Vince Lombardi once said, "We never lose, but sometimes the clock runs out on us."
The New Orleans Saints certainly weren't losers this season; they fought through a number of obstacles -- many unprecedented -- with toughness and determination. But the clock has run out on them.
Thursday's loss to the Atlanta Falcons sealed the 5-7 Saints' fate in the NFC South. To make the playoffs now, they'll need to secure a wild-card spot -- which would take a miracle.
Actually, it might take even more than that, because the Saints are not playing like a good team. They have too many problems on defense, too many problems on their offensive line, and, most of all, are making too many costly mistakes.
Can all of these problems be blamed on the fallout from the team's bounty scandal? No, but most are related to the absence of coach Sean Payton, who was suspended for the season as part of that fallout.
After I learned in March that Payton wanted to bring Bill Parcells, his former boss with the Dallas Cowboys, in to take his place with the Saints on an interim basis, I wrote that it was a great idea. Replacing Payton with an outsider who had Parcells' presence and command might have been the only way to offset the impact of the suspension.
The coaches who did end up stepping in, assistants Aaron Kromer and Joe Vitt, have done the best job they could have, but filling Payton's shoes is not an easy task, especially when it comes to game preparation. What we've seen in New Orleans is that there's a huge difference between being a head coach and just being in charge of the other assistants.
Payton had the ability to oversee the entire operation, ensure that the team played in the style and manner he thought would best help it win, and bring fear to the players. These are the things the Saints miss most.
Never forget, fear always does the work of reason. Vitt and Kromer likely haven't been able to put real fear into the Saints locker room, because they are managing the team -- not leading it. Leaders do the right thing, while managers merely do things right. Without Payton, it must be hard, if not impossible, to know the right thing to do on a weekly basis.
Coaches need coaching. Like players, they need someone above them demanding that they improve and perform their best. Coaching the coaches is a job requirement of the head man, and it's vital to his success.
But coaching the coaches must be especially difficult for an assistant who knows that, in a few weeks or months, he'll be back working alongside the staff he's been tasked with leading. Those circumstances made the situation facing Kromer and Vitt in New Orleans quite daunting, and in reality, few could have handled it.
A head coach in a normal situation might have walked into defensive coordinator Steve Spagnuolo's office and ordered him to pressure less and cut down on the scheme each week. Can you imagine Vitt or Kromer doing that without offending Spagnuolo or over-stepping their boundaries? Can you imagine either man telling offensive coordinator Pete Carmichael to use less scat protection and run the ball more? Or telling receivers coaches Carter Sheridan and Henry Ellard to demand more attention to detail from their group? I can't.
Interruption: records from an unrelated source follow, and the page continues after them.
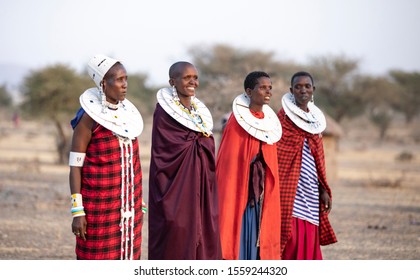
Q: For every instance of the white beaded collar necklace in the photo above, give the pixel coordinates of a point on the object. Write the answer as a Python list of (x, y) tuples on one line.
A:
[(198, 119), (313, 121)]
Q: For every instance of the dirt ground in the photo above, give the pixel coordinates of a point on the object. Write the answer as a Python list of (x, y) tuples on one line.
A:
[(376, 207)]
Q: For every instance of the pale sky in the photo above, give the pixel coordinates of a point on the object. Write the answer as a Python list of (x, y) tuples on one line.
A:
[(148, 36)]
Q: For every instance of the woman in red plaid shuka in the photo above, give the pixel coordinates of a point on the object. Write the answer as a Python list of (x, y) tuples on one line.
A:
[(305, 196), (105, 171)]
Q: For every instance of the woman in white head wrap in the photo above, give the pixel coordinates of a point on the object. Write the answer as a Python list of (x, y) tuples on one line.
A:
[(105, 171)]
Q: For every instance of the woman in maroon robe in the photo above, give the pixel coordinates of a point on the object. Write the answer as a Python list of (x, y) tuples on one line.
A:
[(183, 208)]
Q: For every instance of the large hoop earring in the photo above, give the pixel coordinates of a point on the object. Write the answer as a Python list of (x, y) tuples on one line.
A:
[(103, 100)]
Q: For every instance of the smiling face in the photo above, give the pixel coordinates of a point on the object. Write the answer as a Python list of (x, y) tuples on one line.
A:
[(185, 80), (260, 94), (115, 84), (302, 89)]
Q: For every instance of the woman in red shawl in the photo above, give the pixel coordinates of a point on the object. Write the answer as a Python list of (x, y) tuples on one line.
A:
[(183, 212), (105, 171), (247, 175), (305, 196)]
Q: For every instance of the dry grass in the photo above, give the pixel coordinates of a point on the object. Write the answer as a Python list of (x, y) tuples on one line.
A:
[(376, 210)]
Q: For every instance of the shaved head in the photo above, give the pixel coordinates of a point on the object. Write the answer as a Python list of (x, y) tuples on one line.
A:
[(176, 69)]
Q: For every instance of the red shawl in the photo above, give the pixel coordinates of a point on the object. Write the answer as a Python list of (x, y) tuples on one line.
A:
[(236, 151), (289, 150), (183, 211), (101, 190)]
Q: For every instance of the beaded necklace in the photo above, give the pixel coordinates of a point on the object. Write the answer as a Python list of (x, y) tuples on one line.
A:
[(194, 116)]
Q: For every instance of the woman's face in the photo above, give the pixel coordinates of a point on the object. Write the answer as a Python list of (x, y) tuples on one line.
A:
[(261, 93), (186, 82), (115, 87), (302, 89)]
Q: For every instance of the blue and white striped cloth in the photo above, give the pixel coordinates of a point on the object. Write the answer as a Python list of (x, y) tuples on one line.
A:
[(306, 205)]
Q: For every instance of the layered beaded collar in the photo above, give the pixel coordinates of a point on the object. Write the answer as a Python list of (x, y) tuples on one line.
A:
[(313, 121), (123, 119), (197, 118)]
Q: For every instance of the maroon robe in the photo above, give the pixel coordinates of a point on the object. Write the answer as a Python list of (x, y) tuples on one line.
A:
[(101, 191), (183, 207)]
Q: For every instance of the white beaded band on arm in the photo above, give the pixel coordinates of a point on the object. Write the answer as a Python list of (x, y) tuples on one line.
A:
[(77, 208), (77, 159)]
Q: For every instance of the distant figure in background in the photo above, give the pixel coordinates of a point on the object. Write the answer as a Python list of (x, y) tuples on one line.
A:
[(105, 170), (16, 119), (305, 196), (183, 208), (247, 175)]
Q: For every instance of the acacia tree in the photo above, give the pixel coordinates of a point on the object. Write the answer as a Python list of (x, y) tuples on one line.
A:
[(5, 97), (222, 70), (336, 86), (52, 93), (379, 93), (140, 94)]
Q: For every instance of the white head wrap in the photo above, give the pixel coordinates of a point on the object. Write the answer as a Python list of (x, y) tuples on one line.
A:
[(98, 66)]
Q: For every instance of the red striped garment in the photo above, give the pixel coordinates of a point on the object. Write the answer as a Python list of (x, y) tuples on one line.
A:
[(289, 152), (101, 191)]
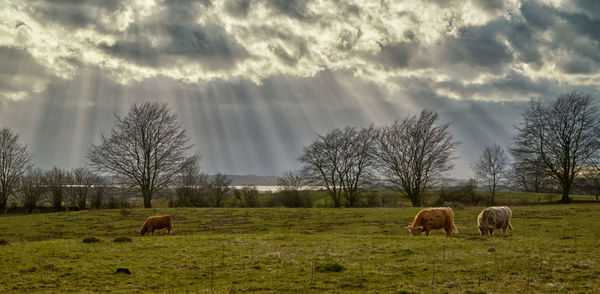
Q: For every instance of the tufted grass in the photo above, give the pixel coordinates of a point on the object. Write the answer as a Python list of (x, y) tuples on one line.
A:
[(274, 250)]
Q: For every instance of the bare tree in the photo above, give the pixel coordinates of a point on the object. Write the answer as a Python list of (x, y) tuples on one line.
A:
[(14, 161), (563, 134), (531, 175), (340, 161), (220, 185), (291, 181), (56, 181), (491, 168), (31, 189), (247, 196), (414, 153), (147, 147)]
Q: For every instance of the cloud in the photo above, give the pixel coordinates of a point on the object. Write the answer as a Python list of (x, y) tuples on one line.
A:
[(209, 45), (21, 74), (239, 8)]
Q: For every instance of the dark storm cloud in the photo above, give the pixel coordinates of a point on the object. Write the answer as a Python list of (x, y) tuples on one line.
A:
[(75, 13), (209, 44), (19, 70), (525, 43), (538, 15), (490, 6), (478, 46), (396, 54), (575, 33), (589, 7), (293, 8), (239, 8)]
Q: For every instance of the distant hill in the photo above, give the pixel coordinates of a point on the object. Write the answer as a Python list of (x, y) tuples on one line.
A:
[(248, 180)]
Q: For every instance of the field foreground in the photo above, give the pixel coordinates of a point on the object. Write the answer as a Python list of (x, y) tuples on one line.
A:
[(554, 248)]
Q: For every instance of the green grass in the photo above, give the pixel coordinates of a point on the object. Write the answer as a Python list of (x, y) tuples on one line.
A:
[(274, 250)]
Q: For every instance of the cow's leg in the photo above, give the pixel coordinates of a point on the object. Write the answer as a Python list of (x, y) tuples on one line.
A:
[(448, 231)]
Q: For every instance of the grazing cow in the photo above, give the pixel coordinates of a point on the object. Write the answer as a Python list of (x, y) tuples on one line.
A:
[(494, 218), (156, 223), (432, 219)]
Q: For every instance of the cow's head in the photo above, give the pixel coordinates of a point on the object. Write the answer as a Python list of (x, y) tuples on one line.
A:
[(483, 230), (415, 231)]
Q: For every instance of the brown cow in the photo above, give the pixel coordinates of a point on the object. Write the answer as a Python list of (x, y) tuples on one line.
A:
[(494, 218), (156, 223), (432, 219)]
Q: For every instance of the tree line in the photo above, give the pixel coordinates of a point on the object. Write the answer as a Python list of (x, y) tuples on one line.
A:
[(556, 147)]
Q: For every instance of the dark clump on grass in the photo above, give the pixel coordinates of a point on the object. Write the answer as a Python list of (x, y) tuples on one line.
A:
[(90, 240), (122, 270), (330, 267), (122, 239)]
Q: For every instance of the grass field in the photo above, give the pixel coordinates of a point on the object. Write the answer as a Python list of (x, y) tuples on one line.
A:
[(554, 248)]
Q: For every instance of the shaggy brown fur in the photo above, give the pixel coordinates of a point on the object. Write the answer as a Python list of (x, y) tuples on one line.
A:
[(432, 219), (153, 223), (494, 218)]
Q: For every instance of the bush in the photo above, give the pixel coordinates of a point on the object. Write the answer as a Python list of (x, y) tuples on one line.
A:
[(122, 239), (330, 267), (90, 240)]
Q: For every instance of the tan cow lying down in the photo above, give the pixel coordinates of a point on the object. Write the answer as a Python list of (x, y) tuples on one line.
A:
[(432, 219), (494, 218), (153, 223)]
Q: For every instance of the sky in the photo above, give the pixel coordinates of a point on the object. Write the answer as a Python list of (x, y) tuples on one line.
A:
[(252, 82)]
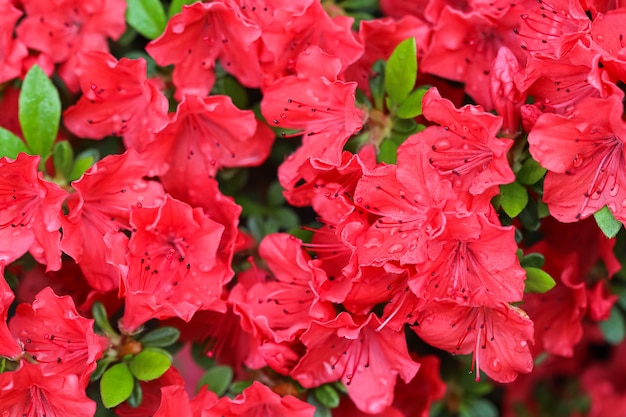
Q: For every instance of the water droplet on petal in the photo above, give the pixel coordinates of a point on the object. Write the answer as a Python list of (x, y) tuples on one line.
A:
[(395, 248), (578, 160), (442, 145)]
Therein lies the difference between a manager and a leader. Payton had no problem being demanding; he embraced confrontation and held everyone accountable for their work. Without him there to monitor things on an hourly basis, attention to detail slips, and games are lost.
Again, this is not meant as an indictment of either Vitt or Kromer. I'm merely attempting to illustrate how difficult it is to replace a head coach.
When Payton returns to the office -- assuming he and the Saints are as close to working out a new contract as general manager Mickey Loomis recently indicated -- the Saints will have their leader back at the helm. They'll be hearing the one voice they need to hear, reminding them what to focus on. Most importantly, they'll have fear in the building again.